Definition 2: (k)-Eidetic Memorization
A string is (k)-eidetic memorized if it can be extracted from the model and appears in at most (k) distinct training examples. This highlights the vulnerability of unique or rare data in the training set.
Carlini et al. demonstrate that memorization increases with model size, data duplication, and prompt length. Larger models memorize more, and repeated sequences in the training set are significantly more likely to be extracted. Additionally, longer prompts make it easier to uncover memorized content, increasing the risks of sensitive data exposure.
These findings emphasize the need for mitigation strategies such as training dataset deduplication and differential privacy techniques to limit memorization and reduce privacy risks.

Counterfactual Memorization
Building on previous work, the concept of counterfactual memorization introduces a new perspective to study memorization in LLMs. Unlike traditional definitions that focus on identifying overlaps between training data and model outputs, counterfactual memorization quantifies the dependence of a model’s predictions on specific training examples.
Definition 3: Counterfactual Memorization
A training example (x) is counterfactually memorized if the model’s ability to predict (x) is significantly reduced when (x) is omitted from the training data. This is quantified as the difference in the model’s performance on (x) with and without (x) in the training set.
This framework addresses limitations of earlier definitions by filtering out “common” memorized data, such as repeated or template-like phrases, and highlighting examples that uniquely influence the model. Counterfactual memorization systematically lowers scores for frequently duplicated examples, focusing instead on rare and impactful data.
The study shows that rare examples with fewer duplicates have higher counterfactual memorization scores. These examples often carry unique or sensitive information, making them critical from a privacy perspective. Additionally, this framework provides a basis for understanding how specific training data influences model outputs, both during evaluation and generation.
Counterfactual memorization enhances our ability to identify privacy risks by focusing on isolated cases of memorization. It highlights the importance of data deduplication and careful dataset construction to mitigate the risks associated with memorizing sensitive or unique information.
Adversarial Compression and Memorization
The concept of adversarial compression redefines how memorization in LLMs can be assessed, emphasizing a compression-based metric. This approach highlights the relationship between input prompt length and the output it elicits, offering a novel way to evaluate whether a model has memorized specific training data.
Definition 4: Adversarial Compression Ratio (ACR)
A training example (x) is considered memorized if the minimal prompt (p) that elicits (x) is significantly shorter than (x) itself. The Adversarial Compression Ratio is defined as:
ACR(M, \(x\)) = Length of \(x\) / Length of minimal prompt \(p\)

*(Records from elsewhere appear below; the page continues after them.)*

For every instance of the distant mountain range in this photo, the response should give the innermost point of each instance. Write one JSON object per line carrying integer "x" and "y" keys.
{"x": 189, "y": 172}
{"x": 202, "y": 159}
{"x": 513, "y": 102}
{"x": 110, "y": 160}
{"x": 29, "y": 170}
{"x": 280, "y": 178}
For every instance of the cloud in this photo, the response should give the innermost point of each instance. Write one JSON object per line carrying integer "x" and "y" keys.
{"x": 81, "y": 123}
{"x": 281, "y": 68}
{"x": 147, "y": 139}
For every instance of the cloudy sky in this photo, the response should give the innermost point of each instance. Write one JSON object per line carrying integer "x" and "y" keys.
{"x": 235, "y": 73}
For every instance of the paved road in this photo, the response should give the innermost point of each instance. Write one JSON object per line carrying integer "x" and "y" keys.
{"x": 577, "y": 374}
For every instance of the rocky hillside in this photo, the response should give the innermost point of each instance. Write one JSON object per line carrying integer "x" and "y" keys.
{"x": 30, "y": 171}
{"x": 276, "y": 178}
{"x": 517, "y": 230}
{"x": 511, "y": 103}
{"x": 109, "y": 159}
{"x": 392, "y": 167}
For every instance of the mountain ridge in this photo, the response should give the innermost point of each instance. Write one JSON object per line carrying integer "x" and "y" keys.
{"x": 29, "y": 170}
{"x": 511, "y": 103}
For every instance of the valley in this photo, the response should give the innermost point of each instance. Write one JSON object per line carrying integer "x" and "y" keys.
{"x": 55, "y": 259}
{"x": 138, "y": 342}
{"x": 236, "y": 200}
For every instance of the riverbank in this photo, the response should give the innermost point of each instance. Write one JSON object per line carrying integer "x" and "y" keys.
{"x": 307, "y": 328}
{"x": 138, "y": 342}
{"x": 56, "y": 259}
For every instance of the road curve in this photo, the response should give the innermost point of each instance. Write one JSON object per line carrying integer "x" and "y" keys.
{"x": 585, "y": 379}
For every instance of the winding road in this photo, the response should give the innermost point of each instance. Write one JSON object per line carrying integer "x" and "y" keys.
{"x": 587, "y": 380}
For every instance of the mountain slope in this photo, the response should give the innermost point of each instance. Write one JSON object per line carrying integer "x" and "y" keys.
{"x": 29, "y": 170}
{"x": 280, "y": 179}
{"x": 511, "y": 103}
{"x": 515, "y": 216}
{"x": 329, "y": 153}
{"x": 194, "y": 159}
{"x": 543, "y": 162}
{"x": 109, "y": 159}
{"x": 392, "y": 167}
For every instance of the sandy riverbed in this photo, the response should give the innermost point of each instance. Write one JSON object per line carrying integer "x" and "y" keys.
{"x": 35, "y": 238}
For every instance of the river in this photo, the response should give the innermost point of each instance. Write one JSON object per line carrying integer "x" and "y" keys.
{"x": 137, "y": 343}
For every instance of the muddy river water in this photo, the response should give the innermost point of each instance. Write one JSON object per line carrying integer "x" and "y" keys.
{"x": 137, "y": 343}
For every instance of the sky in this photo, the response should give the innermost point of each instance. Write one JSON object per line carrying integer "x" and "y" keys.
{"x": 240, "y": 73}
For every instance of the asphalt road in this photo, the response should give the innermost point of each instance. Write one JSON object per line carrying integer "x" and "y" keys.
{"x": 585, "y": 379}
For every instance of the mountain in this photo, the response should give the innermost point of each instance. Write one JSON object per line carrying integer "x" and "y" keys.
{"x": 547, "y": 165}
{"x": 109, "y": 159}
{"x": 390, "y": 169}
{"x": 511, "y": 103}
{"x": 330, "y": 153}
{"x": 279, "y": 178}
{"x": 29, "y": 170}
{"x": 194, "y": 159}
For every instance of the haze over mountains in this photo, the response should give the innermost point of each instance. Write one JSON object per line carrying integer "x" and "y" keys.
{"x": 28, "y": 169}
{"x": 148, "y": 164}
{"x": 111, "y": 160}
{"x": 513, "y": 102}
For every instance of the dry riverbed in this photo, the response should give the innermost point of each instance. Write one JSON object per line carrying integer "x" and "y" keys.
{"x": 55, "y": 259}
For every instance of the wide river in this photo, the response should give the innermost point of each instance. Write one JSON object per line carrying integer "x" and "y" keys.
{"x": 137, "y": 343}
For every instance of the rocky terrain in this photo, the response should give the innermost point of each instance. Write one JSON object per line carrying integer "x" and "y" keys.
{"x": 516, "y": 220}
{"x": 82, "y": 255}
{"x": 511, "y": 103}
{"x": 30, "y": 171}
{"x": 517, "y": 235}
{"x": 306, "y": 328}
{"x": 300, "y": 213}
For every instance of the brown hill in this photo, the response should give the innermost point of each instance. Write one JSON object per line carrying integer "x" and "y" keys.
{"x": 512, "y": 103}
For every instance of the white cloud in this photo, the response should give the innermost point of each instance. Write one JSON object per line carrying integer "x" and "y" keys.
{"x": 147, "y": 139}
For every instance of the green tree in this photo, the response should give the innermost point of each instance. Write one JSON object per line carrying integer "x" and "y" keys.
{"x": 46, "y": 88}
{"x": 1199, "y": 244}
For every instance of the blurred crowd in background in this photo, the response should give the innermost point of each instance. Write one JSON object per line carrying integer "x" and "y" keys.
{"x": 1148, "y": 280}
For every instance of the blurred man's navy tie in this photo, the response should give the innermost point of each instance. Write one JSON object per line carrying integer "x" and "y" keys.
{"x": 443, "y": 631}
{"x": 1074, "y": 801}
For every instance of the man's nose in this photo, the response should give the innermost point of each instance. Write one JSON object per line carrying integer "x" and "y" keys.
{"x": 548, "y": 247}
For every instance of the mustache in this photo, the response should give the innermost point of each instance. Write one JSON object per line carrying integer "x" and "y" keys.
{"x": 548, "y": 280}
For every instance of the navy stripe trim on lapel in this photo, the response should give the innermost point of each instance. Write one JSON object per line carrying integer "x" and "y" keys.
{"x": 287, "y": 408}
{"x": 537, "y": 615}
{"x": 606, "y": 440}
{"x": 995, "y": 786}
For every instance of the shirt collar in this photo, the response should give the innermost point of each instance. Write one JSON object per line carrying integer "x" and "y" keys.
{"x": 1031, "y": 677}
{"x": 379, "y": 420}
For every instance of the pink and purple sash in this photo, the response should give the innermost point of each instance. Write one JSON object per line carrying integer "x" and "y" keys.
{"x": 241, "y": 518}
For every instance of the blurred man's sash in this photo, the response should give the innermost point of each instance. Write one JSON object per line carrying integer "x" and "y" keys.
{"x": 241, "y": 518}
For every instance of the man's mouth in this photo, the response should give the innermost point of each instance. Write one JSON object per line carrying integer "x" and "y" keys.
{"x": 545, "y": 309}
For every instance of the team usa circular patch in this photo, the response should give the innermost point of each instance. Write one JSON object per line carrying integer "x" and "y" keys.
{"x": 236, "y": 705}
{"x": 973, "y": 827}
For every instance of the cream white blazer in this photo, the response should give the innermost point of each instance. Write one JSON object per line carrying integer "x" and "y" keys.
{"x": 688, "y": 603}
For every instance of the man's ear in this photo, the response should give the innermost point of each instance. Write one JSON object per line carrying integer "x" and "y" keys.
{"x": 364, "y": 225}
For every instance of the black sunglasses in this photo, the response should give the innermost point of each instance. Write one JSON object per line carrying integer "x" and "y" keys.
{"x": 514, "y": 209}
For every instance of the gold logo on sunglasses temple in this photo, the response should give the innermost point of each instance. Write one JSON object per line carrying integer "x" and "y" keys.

An (x) is memorized if (ACR(M, x) > 1), indicating that the model can “compress” (x) within its learned weights.
This definition introduces an adversarial perspective to measuring memorization, focusing on whether a model can reproduce data with a highly compressed prompt. It shifts attention from exact reproduction to assessing the underlying storage of information in a model’s weights.

The study demonstrates that adversarial compression is robust against simple evasion strategies like in-context unlearning, where a model is instructed to refrain from reproducing certain outputs. Even when such defenses are applied, adversarially optimized prompts can still elicit memorized outputs, indicating that the memorized data remains encoded in the model.
By offering a practical and computationally efficient framework, adversarial compression expands the tools available for evaluating memorization. This approach also provides insights into compliance with data usage regulations, helping distinguish between genuinely forgotten data and cases of superficial compliance.